Ю. Анненков. Костюм Даниэль Дарье для фильма "Дом Телье"
Каково же было опытному, грамотному, прожившую такую славную жизнь Анненкову выполнять указания полуобразованных киношных "гениев"? Режиссер диктует, указывает, чаще всего даже приказывает, но ведь и его подпевалы пытаются помыкать костюмером, даже если профсоюз просит высокопарно именовать его "творцом костюмов". А уж звезды… Звезды сами, как правило, бывают созданы рекламой, успехом. А потом уж и реклама и самый успех фильма попадают в зависимость от звезд. Это портит характер у людей, которые стали звездами. Они начинают много о себе понимать. О, уж они-то знают, как их одевать, всегда знают лучше, чем художник, как бы почтительно ни называл его "профсоюз технических работников"… Мне довелось немало работать в кино (чаще всего сценаристом, но и рассказчиком, и переводчиком-синхронистом, и переводчиком на площадке, и переписчиком чужих сценариев тоже), так что я не раз слышал фразу, авторство которой приписывают старому приятелю Анненкова (тому самому, кого в "Повести о пустяках" он назвал "Толей Житомирским"): "Писателю платят в кино за унижение". Это старая фраза. В те времена еще платили, деньги были ничьи, казенные. Нынче постараются обмануть - деньги то свои кровные, за любую работу платить свои денежки обидно, противно (а уж за такую никчемную, как авторская, и вовсе платить грех). Что до унижения, то от него куда деться: в кино каждый главнее тебя. А интеллигентный человек - художник, писатель, да еще русский вдобавок, он хотел бы их всех чему-нибудь научить. Он хотел бы быть хотя бы на вторых ролях (Анненков этого и требует в своей книге "Одевая звезд"). Но во главе фильмовых титров уже маячит продюсер, дающий деньги (поди сними хоть метр без денег), помрежи, влиятельные кинозвезды (на них держится фильм, на них идут зрители, они в сто раз популярнее режиссеров). А художнику по костюмам, взявшему в руки перо, остается с пылом объяснять читателю:
"Костюм - это прежде всего чувство, характер, климат. Художник по костюмам - самое чувствительное звено в съемочной группе. Он своего рода второй постановщик".
Но кто, кроме узких специалистов, слышал об этих "вторых постановщиках", чьи имена мелькают в титрах (а в наши дни титры и вовсе идут в конце фильма, когда зал пустеет)? Кто из рецензентов о них упомянет? При нынешней инфляции и ничтожности гонораров редкий рецензент успевает фильм досмотреть до конца или книгу прочесть…

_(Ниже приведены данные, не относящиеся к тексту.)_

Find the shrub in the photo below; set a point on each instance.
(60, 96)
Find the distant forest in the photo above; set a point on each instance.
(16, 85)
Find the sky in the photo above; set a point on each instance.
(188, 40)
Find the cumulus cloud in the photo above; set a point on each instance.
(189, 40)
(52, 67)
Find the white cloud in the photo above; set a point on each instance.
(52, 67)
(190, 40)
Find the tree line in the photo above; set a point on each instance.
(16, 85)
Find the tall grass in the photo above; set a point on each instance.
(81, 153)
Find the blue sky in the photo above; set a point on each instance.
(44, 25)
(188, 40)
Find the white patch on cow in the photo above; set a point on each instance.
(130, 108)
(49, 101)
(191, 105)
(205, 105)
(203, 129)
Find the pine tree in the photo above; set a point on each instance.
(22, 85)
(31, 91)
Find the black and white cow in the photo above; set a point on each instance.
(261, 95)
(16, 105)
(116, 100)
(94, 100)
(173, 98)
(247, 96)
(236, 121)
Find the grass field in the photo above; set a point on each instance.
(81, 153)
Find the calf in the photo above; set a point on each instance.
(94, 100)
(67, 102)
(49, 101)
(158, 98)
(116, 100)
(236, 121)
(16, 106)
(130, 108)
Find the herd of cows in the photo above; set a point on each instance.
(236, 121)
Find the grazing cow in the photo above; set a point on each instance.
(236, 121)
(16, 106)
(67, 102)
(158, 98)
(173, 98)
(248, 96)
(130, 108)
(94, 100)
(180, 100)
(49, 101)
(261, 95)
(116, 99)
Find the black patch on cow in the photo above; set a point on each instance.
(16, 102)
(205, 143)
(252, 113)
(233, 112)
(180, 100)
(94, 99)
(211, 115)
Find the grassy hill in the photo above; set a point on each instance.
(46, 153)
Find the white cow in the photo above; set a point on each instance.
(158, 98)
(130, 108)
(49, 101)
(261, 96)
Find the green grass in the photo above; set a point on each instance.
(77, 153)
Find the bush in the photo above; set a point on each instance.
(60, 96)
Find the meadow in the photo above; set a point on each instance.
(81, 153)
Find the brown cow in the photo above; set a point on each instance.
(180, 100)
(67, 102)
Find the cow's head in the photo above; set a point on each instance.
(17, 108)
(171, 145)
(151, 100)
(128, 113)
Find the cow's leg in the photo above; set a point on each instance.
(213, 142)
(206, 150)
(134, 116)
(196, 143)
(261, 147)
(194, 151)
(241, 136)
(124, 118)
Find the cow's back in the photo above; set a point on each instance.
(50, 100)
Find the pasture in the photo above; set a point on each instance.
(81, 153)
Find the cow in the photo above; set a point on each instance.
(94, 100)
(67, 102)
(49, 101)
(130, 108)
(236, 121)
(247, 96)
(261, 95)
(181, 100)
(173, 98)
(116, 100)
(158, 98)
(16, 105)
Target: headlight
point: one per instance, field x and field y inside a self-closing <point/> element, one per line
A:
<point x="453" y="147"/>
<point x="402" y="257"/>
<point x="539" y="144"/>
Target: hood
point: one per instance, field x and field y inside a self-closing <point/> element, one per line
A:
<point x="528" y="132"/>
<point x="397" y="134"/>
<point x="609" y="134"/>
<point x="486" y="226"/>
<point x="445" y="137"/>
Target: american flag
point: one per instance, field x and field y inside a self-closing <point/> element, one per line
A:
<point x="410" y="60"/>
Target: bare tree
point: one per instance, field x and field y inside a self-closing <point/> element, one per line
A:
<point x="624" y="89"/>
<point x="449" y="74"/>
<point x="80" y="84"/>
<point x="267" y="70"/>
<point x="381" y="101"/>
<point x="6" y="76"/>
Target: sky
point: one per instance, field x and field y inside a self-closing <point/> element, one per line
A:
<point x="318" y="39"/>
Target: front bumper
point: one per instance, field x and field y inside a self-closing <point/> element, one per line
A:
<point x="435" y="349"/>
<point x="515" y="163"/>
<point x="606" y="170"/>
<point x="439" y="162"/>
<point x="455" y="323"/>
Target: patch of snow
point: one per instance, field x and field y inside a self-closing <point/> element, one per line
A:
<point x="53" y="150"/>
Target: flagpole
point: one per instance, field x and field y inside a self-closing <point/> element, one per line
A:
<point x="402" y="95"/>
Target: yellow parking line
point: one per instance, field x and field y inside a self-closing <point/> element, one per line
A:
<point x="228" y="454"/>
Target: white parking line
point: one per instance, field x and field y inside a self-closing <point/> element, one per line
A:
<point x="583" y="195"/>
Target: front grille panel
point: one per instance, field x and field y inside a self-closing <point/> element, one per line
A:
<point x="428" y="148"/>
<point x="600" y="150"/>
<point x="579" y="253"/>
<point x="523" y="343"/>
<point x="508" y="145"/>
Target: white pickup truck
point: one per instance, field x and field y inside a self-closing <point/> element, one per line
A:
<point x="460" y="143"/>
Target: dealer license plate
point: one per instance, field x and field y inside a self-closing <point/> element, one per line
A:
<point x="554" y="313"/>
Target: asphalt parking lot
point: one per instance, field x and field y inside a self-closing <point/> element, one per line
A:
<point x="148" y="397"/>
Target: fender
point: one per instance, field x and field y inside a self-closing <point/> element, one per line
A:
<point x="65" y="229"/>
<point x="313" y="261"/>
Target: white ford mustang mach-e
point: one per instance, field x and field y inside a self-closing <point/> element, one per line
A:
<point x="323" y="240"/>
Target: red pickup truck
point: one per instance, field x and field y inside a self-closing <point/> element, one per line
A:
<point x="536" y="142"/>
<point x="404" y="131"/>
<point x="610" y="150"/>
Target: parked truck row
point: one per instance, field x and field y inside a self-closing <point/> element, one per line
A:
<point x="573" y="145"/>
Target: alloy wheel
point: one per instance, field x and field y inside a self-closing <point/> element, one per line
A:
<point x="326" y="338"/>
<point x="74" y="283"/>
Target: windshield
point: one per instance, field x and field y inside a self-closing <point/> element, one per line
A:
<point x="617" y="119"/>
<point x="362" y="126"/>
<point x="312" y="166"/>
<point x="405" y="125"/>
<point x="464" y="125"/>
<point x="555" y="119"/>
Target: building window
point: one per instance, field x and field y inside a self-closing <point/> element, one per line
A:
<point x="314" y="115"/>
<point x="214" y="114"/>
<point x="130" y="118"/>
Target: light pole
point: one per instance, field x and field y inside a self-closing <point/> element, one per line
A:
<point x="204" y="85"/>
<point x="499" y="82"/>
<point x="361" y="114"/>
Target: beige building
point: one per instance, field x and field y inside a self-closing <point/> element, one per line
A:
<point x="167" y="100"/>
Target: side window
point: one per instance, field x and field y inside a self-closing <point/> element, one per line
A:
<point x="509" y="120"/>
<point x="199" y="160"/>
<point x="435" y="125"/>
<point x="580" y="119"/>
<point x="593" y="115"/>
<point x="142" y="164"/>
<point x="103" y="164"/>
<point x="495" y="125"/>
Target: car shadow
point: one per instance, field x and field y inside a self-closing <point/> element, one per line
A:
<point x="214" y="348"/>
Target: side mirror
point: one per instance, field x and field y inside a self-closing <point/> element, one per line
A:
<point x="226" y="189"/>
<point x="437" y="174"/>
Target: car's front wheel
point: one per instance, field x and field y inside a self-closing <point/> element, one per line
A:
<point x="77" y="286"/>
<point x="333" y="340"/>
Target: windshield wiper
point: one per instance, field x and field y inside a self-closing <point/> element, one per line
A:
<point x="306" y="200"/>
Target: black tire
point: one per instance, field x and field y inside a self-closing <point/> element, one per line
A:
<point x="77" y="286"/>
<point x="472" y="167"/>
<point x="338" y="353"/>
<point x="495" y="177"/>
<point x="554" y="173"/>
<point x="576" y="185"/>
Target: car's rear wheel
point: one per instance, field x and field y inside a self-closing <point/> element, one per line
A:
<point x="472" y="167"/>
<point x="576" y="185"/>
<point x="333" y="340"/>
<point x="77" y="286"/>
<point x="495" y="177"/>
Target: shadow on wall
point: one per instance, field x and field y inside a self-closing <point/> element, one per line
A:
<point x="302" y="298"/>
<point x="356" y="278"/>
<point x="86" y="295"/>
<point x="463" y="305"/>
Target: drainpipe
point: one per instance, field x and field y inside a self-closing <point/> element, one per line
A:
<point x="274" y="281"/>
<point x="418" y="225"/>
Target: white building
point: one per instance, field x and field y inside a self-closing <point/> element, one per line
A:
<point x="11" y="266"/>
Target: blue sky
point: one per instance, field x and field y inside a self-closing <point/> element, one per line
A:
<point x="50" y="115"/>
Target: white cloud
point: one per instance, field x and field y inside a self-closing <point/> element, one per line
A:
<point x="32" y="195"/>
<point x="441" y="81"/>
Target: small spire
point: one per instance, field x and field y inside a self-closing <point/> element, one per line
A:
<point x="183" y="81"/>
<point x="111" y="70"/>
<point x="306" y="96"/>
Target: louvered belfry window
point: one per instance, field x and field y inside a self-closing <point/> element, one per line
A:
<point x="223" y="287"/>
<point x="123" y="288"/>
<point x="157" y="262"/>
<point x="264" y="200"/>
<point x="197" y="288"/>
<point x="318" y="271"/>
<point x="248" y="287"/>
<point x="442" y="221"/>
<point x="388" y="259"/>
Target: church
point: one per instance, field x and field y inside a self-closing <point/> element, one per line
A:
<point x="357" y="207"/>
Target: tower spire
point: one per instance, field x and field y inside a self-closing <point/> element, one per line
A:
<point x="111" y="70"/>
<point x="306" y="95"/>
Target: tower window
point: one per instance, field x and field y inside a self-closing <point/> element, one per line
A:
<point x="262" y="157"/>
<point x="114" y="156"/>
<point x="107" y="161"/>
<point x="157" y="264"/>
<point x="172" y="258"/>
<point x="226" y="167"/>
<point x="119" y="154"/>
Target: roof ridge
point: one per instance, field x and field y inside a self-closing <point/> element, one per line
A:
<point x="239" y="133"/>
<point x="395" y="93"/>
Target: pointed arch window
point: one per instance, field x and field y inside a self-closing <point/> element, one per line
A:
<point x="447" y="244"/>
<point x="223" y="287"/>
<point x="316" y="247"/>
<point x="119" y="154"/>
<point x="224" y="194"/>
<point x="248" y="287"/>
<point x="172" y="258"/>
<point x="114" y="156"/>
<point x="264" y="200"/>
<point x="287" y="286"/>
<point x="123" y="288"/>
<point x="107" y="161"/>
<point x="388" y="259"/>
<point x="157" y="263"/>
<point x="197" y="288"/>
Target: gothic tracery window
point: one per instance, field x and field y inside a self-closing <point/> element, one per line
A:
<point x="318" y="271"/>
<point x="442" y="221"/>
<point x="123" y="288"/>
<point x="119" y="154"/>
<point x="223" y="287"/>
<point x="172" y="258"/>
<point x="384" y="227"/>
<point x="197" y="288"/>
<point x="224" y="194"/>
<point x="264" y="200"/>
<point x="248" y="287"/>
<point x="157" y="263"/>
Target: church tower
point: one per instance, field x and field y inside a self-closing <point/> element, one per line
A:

Через полвека с лишним после выхода в свет первой киношной книги Анненкова (и через 30 лет после смерти ее автора) книга "Одевая звезд" была переведена на русский язык и выпущена в Москве. Грамотная рецензентка московской "Независимой газеты" сообщила, что "балансируя на грани юмора и личной обиды", Анненков "рассказывает о взаимоотношениях художника по костюмам со всей киноиндустрией". Глядя из нашего прекрасного далека, рецензентка с горечью ставит под сомнение прогнозы Анненкова о том, что кинопроизводство перестанет быть индустрией, станет индивидуальным, авторским, интеллектуальным…
А между тем, Анненков преуспел именно в том кино, которое было индустрией. В 1953 году он получил сверхпрестижную оскаровскую премию за костюмы к фильму Макса Офюльса "Мадам де…" Костюмы Анненкова всегда были высокопрофессиональны, но и ему зачастую не по силам было одолеть коммерческую серость…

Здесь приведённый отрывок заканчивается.